À l’échelle mondiale, au cours du 20ème siècle, les prélèvements d’eau ont augmenté deux fois plus vite que la taille de la population. Ce fort accroissement concerne notamment l’agriculture qui prélève encore 70 % du volume total (FAO, 2016). Malgré un ralentissement depuis les années 1990, les prélèvements d’eau devraient continuer de croître de 1 % par an d’ici à 2050, entraînés notamment par l’augmentation des usages industriels et des besoins de refroidissement des centrales électriques (UN, 2015). La part de la ressource annuelle renouvelable d’eau douce prélevée par les activités humaines (hors agriculture pluviale) est passée de moins de 2 % à 10 % au cours du 20ème siècle. Elle atteindrait 12 % en 2050 si la ressource disponible ne diminuait pas (FAO, 2016 ; UN, 2015).

Compte tenu de l’inégale répartition de la population, les volumes mobilisés varient beaucoup : de quelques pourcents de la ressource disponible à plusieurs fois celle-ci dans les cas extrêmes de l’Afrique du nord et du Moyen Orient (dans ces cas, des prélèvements sont effectués dans des ressources non-renouvelables). En Europe, le taux d’exploitation de la ressource en eau douce diffère aussi fortement entre les pays nordiques et certains pays méditerranéens, ainsi qu’entre les différents bassins versants à l’intérieur même des pays de grande taille.

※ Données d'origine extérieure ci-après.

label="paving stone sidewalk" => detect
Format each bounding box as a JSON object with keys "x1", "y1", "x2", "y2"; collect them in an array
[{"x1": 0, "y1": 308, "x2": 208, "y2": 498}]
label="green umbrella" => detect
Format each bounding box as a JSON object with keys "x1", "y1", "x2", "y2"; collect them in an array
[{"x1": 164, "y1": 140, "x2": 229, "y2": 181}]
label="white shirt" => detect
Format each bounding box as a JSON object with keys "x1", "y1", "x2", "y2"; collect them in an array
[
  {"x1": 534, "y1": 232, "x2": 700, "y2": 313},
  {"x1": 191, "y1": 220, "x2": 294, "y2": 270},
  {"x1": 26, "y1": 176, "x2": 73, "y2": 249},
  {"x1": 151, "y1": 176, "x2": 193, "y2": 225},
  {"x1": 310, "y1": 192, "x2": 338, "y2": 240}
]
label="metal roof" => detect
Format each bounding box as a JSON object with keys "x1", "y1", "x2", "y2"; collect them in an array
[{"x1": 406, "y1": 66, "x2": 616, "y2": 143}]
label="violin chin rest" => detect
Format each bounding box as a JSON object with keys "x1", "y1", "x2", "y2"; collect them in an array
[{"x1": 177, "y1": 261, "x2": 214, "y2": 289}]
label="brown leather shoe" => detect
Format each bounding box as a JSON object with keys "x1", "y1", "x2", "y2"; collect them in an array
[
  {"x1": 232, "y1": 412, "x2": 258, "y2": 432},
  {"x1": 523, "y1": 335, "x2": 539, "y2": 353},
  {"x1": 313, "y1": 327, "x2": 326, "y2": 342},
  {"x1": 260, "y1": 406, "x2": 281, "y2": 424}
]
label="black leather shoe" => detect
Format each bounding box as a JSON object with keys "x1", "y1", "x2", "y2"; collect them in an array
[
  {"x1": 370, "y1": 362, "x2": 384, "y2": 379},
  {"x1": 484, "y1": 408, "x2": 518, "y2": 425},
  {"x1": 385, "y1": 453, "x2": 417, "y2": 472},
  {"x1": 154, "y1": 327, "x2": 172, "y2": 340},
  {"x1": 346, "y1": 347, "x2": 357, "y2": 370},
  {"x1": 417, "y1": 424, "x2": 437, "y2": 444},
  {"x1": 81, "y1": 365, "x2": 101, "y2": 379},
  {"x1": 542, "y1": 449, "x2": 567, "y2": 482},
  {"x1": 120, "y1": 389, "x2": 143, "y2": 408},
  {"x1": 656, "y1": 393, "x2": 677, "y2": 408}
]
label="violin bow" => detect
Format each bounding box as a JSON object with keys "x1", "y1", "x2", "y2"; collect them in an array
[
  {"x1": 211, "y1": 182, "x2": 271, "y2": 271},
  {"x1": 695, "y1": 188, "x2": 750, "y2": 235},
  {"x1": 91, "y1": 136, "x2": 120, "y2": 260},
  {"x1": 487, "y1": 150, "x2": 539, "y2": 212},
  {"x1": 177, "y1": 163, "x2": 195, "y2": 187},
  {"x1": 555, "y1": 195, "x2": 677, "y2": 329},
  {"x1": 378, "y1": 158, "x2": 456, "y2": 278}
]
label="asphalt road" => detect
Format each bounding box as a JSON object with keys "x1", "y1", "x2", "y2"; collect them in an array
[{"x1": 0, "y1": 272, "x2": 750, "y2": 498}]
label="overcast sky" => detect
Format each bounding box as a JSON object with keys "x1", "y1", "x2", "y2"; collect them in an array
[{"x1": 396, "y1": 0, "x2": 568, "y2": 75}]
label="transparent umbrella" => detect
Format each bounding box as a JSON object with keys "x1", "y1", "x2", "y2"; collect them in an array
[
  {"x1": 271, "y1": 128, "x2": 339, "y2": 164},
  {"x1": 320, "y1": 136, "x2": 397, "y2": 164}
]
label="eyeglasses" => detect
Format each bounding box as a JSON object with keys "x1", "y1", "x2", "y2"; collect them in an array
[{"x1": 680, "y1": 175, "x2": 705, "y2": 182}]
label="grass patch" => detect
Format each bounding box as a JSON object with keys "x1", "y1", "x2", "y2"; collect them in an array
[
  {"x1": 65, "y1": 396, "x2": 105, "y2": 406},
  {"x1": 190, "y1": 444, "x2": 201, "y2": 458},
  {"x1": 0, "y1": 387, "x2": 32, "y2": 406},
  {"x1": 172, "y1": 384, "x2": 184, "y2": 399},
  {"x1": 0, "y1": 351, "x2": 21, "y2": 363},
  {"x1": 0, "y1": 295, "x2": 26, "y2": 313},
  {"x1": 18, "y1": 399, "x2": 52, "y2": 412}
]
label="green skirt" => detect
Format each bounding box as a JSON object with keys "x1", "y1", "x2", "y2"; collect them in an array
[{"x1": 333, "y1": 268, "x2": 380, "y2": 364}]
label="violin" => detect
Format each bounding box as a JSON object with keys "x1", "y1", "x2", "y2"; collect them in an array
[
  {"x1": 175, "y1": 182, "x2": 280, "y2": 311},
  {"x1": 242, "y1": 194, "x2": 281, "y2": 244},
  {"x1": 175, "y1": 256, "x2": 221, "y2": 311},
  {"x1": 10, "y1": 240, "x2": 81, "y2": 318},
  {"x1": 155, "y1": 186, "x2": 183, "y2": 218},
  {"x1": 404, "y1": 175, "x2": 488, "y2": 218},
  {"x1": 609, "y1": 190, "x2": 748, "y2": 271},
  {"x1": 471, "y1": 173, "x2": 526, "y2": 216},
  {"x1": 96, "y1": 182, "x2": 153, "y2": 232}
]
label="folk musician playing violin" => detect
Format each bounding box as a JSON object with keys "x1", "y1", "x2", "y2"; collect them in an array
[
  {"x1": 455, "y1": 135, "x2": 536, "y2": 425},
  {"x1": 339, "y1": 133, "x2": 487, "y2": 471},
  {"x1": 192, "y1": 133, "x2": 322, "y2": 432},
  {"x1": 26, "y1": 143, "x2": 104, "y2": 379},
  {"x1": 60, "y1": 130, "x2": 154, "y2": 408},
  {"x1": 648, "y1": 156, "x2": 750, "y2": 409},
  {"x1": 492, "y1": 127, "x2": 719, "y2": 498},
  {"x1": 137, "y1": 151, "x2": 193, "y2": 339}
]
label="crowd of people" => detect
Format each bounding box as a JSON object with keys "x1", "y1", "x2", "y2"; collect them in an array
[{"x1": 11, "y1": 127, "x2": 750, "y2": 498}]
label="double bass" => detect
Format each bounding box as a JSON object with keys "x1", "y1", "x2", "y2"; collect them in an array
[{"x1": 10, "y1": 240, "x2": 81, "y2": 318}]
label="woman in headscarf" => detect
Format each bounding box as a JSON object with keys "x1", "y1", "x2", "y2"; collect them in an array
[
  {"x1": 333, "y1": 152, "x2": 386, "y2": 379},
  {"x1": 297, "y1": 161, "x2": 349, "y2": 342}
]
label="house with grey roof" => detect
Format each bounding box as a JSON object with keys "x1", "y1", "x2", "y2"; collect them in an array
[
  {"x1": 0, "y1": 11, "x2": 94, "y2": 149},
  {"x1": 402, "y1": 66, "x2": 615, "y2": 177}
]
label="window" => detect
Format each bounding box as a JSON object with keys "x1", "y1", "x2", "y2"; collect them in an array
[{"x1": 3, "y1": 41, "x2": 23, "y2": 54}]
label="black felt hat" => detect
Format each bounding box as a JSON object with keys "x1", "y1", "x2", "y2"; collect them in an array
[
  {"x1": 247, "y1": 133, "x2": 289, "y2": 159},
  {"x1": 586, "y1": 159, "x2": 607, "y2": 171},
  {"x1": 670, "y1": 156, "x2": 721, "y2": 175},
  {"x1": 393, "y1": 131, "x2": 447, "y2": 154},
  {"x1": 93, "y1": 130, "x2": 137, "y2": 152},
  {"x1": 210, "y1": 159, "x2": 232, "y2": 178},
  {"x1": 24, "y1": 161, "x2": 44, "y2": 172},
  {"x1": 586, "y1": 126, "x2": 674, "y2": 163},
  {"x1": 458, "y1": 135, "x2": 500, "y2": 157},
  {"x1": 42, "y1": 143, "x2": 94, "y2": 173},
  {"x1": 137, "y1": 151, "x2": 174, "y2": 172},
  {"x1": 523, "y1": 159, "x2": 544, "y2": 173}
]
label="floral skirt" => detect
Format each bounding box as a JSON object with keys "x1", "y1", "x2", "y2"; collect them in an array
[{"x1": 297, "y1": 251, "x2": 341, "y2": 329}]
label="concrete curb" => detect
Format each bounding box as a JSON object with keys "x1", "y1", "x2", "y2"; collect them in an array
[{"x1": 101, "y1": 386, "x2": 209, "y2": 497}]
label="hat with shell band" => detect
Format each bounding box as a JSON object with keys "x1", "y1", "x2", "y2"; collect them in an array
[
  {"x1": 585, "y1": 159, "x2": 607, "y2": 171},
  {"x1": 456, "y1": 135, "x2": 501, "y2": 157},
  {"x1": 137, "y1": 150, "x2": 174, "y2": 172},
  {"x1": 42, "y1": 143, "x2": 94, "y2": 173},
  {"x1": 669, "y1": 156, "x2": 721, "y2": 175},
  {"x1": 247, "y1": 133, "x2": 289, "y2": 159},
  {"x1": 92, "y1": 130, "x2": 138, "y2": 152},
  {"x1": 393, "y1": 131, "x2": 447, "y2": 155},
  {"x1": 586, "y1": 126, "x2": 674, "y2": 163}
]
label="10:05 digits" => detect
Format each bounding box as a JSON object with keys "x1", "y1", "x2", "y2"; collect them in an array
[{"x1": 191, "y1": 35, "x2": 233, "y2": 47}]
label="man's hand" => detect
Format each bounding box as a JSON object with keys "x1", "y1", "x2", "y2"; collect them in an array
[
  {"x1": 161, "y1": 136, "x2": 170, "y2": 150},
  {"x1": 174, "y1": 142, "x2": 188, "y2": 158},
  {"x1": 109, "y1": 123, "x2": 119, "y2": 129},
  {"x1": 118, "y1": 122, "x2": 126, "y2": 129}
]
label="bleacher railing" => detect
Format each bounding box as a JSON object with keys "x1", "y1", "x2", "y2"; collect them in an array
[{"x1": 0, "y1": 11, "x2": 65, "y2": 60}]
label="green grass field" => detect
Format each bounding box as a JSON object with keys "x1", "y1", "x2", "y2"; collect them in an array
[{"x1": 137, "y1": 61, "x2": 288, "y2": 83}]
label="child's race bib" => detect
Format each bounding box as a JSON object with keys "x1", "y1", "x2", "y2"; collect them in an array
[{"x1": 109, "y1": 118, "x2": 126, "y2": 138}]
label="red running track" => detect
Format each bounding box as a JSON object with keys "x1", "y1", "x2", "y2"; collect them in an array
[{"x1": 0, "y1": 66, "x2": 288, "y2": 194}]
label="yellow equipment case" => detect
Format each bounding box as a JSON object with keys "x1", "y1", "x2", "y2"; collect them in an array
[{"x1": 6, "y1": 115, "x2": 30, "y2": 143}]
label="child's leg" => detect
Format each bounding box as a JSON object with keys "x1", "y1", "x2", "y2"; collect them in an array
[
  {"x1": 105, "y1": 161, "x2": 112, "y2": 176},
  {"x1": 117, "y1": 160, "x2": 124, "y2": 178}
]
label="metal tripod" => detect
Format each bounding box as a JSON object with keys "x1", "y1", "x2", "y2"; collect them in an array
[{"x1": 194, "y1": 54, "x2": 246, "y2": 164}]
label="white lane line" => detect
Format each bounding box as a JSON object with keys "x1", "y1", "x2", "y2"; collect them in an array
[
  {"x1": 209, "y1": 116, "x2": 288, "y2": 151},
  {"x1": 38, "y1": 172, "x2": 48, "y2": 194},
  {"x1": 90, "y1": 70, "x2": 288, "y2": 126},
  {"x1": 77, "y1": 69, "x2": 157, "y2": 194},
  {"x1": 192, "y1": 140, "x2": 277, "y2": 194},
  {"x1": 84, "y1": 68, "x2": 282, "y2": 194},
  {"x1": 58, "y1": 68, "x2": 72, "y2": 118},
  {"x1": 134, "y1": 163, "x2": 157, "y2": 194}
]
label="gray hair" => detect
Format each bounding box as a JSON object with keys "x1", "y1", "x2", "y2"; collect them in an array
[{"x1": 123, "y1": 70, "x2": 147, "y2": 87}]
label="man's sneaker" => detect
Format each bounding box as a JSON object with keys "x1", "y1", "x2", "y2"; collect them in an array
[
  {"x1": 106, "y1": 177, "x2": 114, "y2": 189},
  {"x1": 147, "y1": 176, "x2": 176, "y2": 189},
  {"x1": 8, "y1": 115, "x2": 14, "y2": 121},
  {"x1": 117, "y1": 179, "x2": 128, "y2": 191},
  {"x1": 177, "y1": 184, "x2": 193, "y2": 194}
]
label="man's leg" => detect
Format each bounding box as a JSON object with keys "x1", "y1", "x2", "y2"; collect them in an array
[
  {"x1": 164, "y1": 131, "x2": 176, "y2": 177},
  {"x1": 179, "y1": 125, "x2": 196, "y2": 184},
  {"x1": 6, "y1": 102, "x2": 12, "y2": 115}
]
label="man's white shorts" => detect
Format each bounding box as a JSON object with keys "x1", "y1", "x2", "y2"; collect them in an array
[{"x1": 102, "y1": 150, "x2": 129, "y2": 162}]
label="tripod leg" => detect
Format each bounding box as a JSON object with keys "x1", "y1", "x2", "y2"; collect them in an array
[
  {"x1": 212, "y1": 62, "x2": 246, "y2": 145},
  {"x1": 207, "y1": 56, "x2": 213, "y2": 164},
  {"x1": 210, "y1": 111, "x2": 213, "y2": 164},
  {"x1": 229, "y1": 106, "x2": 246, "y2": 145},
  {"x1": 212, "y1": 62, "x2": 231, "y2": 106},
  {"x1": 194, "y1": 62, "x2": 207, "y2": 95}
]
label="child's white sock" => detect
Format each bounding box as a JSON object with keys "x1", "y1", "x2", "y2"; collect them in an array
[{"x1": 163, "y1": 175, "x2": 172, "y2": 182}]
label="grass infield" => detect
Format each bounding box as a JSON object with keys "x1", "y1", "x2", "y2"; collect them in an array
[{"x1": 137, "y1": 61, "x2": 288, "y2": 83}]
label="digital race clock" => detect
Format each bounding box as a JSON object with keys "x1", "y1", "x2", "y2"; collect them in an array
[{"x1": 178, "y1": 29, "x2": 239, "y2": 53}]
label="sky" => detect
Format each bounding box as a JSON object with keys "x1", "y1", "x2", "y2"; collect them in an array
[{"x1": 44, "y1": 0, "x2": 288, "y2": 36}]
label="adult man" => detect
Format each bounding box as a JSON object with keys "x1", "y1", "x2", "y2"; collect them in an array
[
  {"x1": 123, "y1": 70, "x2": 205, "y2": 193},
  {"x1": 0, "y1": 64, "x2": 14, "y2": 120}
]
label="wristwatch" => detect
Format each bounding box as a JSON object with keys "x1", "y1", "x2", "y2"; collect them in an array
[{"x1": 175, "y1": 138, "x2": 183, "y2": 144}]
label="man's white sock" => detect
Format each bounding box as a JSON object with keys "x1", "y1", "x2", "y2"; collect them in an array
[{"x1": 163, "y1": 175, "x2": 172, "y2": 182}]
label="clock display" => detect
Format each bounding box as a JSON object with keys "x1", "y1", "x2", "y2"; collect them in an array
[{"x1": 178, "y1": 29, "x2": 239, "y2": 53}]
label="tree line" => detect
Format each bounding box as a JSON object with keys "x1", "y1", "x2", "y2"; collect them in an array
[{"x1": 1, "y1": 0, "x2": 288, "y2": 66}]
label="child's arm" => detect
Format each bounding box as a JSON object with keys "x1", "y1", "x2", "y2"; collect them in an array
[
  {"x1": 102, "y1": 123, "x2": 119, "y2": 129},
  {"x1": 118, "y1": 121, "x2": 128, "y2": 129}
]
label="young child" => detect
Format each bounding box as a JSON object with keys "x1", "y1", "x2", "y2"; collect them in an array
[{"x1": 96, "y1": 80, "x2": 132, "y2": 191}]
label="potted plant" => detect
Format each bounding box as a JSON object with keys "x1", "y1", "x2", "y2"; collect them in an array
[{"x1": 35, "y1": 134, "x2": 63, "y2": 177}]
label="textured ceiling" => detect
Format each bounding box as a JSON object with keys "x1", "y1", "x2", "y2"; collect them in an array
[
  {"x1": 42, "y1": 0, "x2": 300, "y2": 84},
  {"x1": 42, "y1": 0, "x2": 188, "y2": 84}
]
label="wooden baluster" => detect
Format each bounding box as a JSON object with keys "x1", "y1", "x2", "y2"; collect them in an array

En outre, les activités humaines perturbent le cycle hydrologique et altèrent la ressource disponible en eau douce. Par exemple, prélever davantage d’eau que ne le permet son renouvellement naturel risque de provoquer le tarissement ou la salinisation des nappes souterraines (Dalin et al., 2017), des cours d’eau ou la disparition de lacs et de zones humides. Les activités humaines sont à l’origine d’émissions polluantes, encore plus concentrées en cas de réduction de la ressource en eau. Enfin, le changement climatique devrait entraîner une diminution des volumes d’eau douce renouvelée annuellement dans certaines régions du monde, notamment le pourtour méditerranéen, l’Afrique australe, une partie de l’Amérique du Nord et l’Amérique centrale (Milly, 2005).

L’enjeu est donc de disposer de suffisamment d’eau de bonne qualité pour tous les usages, en en laissant une partie pour le bon fonctionnement des écosystèmes naturels, dont les activités humaines dépendent aussi. Des valeurs limites d’utilisation d’eau douce à ne pas dépasser ont été définies à l’échelle planétaire et à l’échelle des bassins-versants. Elles représentent la part de la ressource renouvelable en eau que les activités humaines peuvent utiliser sans compromettre durablement les écosystèmes. À l’échelle globale, cette part est estimée à 4000 km3 d’eau douce consommés par an (Rockström et al., 2009). À l’échelle locale, un seuil maximal de prélèvement est proposé en fonction du régime hydrologique saisonnier : 55 % en période de hautes eaux, 40 % en période intermédiaire, et 25 % en période de basses eaux (Steffen et al., 2015). Ces pourcentages ne font cependant pas l’objet d’un consensus scientifique.

Situation de la France

En France métropolitaine, en moyenne 17 % de l’eau qui s’écoule dans les cours d’eau en une année est prélevée pour les usages humains, soit 30 milliards de m3 prélevés (CGDD, 2017a) sur 180 milliards de m3 écoulés (CGDD, 2017b). Ce rapport varie considérablement à l’échelle des sous-bassins hydrographiques et selon la période de l’année.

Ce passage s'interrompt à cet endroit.